2nd draft of NZ Herald op-ed was much better

The gender pay gap is about 18% at the big end of town. The gender pay gap for the top 10% has been stubbornly high for coming on 20 years (see graphic). For the bottom end of the labour market, the gender wage gap is barely 2%; it is 6% in the middle.

Source: OECD employment database from New Zealand Department of Labour estimates https://datawrapper.dwcdn.net/puwr7/1/

For those that blame the gender wage gap on an inherent inequality of bargaining power, that story does not add up when you consider that the workers with the most options, educated professionals and managers, experience the largest gender pay gap and a stubborn wage gap at that.

On the other hand, those workers at the bottom and in the middle of the labour market have gender pay gaps that could easily be explained by a small degree of trading off more agreeable hours of work for less pay. The gender gap always reduces considerably for workers that are 9-to-5, not in unpleasant, disagreeable or risky jobs, and a reasonable commuting distance.

But that does not explain the stubbornly huge pay gap for professionals. Part of it certainly could be explained by professional women making the most of their ability to trade off a comfortable income to have both a career and family.

There is more to the story. Quantifying the causes of the gender pay gap is never easy. Top American labour economist Claudia Goldin found that some careers severely penalise any time at all out of the workforce such as for motherhood or working less than punishingly long or rigid hours. Some of the best paid jobs simply offer little or no work-life balance.

But Goldin also found that the gender wage gap amongst the MBA professionals she studied disappears if hubby earns less! Female MBAs who have a partner who earn less than them earn as much as men do on an hourly basis but work fewer hours per week. She only discovered this vital result because Harvard MBA alumni filled out detailed surveys about themselves and their partners.

This is more important than you might think. Most couples have an age difference. Unless the researcher knows which is older and further up their career track, decisive information is missing on which is prioritising career or family. None of that information is available in New Zealand data.

Early work on the gender wage gap in the 1970s found that the number and spacing of children’s births was a major driver of the pay gap. But none of this is known to sexist employers so that they discriminate more against mothers with more children or who have children widely spaced apart. Key drivers of the gender pay gap are factors on the supply side relating to women’s choices.

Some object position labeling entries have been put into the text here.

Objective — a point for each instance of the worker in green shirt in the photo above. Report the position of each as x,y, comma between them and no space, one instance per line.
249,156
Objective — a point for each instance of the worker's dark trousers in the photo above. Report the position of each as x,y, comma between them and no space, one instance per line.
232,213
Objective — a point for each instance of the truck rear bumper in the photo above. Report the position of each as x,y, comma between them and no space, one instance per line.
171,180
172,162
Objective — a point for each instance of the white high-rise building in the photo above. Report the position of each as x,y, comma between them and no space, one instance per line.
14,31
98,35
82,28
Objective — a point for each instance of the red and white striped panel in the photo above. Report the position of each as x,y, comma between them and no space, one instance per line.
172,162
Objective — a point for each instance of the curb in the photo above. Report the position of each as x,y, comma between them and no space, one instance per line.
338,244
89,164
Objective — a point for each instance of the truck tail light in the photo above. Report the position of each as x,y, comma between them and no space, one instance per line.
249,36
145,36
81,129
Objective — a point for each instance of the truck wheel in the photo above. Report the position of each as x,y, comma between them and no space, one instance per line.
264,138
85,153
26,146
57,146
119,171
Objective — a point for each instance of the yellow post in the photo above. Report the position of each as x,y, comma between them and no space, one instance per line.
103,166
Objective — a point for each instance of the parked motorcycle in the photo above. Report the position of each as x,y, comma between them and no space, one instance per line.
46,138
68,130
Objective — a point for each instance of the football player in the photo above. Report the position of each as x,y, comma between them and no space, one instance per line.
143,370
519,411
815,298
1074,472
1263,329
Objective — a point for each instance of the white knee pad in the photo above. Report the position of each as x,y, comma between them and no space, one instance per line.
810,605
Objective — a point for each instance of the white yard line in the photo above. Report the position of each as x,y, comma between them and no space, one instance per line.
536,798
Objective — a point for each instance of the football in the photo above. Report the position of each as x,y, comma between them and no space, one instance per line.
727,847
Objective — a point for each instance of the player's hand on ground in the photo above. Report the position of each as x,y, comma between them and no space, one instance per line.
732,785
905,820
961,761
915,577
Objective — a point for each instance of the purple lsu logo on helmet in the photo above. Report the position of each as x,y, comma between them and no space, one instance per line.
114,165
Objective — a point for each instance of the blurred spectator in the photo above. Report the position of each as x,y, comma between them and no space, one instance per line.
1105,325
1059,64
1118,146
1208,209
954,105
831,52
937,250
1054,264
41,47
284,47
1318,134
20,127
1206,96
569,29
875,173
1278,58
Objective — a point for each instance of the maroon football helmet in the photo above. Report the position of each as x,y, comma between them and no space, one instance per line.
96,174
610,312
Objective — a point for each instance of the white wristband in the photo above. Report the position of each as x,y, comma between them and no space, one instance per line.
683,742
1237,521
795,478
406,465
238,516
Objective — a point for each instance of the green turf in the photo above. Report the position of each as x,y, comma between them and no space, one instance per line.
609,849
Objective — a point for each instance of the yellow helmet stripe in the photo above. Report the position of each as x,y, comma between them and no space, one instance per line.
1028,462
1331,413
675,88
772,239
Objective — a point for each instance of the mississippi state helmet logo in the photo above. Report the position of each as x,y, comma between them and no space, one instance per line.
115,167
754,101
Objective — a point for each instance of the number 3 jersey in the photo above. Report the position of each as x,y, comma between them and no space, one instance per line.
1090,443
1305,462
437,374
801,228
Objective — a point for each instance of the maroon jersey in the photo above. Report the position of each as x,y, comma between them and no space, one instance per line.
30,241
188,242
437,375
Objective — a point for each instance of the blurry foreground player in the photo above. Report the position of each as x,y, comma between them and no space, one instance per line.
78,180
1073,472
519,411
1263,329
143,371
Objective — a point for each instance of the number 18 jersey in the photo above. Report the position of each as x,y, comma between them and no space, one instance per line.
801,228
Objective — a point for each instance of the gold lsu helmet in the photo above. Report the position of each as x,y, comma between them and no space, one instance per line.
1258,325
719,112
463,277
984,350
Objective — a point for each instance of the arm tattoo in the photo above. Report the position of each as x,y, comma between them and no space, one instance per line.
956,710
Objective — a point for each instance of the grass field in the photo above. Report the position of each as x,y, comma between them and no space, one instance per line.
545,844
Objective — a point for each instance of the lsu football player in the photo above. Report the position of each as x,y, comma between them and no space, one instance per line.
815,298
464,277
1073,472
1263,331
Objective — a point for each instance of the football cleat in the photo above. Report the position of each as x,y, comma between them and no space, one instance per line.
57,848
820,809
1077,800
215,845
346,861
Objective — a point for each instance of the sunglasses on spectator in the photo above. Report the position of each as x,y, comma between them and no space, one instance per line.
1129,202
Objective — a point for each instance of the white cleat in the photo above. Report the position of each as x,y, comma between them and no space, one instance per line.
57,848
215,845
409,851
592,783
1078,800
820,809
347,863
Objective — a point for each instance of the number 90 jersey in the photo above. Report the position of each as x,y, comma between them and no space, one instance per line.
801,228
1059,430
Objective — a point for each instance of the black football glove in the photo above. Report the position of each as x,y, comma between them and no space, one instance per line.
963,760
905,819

Do not jump in too quick to say more maternity leave is a solution to the gender wage gap at the top end of town. I always remember Simon Chapple, New Zealand’s leading social economist, telling me that when maternity leave exceeds about 5 months or so, it starts increasing the gender wage gap. The career interruption is too great, key promotions are missed and education and skills depreciate.

Imagine if you were a 30-year-old male worker, about the average age professional women have children now, would it be a good career move to take a couple of years leave. You would come back reporting to the people you recruited and some of your skills would be rather out of date.

An example of this is that sexist hellhole which is Sweden. They have several years maternity leave, high tax rates and stubbornly high gender wage gaps. Their gender wage gaps at the bottom and the middle of the labour market are 3 to 4 times that of New Zealand. If your objective is a zero-gender wage gap, you should rethink your position about supporting more maternity leave.

If your position is equal opportunities for men and women, a zero-gender wage gap may not be your objective. Your objective is women should be free to choose. Maternity leave certainly expands women’s options, gives more choices, but it does not necessarily close the gender wage gap.